Bibliophiliac is the space where one passionate, voracious reader reflects on books and the reading life. You will find reviews, analysis, links, and reflections on poetry and prose both in and out of the mainstream.

A book must be the axe for the frozen sea within us. Franz Kafka

Thursday, February 11, 2010

Phineas Redux

Phineas Redux is getting juicy now, nearly 300 pages in. I am struck by how relevant Trollope is -- really. Early on the novel is rough going, since it is mostly about internecine battles between two political parties (nothing like our political system). Oh, and there is a corrupt press, partisan in the extreme (Mr. Quintus Slide, editor of The People's Banner, has conveniently switched political allegiance). A mad, bad husband writes a libelous letter, the publication of which he hopes will force his estranged wife to return to him. The newspaper editor, Slide, claims a moral imperative (something like that of the esteemed National Enquirer) which necessitates public probing into the private lives of the privileged few. Trollope shows a compassionate awareness of the unfair tyranny of bad husbands over unhappy wives.
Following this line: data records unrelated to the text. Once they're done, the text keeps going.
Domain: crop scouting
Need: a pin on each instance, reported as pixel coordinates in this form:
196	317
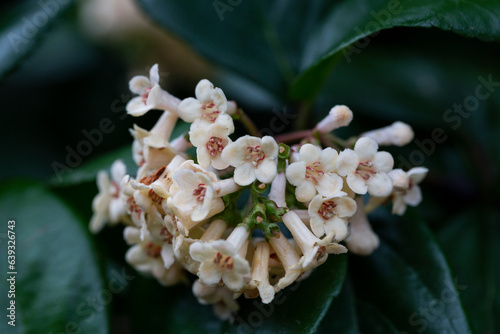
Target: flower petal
245	174
328	158
139	84
296	173
266	171
357	184
309	153
305	191
189	110
383	162
347	162
379	185
329	184
365	148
In related subplots, the deliciously named Duke of Omnium is at death's door, his beloved Madame Max Goesler attends the Duke, and an unscrupulous suitor eyes Madame Max.


Scriptor Senex said...

Even for someone used to UK politics some of the bits of Trollope are hard going at times. As you say, it's well worth ploughing through some of the difficult bits for the beauty of his writing and the way in which he was before his time in some of his liberal views.

bibliophiliac said...

Now that I have finished the novel, I'm even more in love with Phineas Finn, and with Trollope. And I love the fact that Phineas marries Madame Goesler in the end!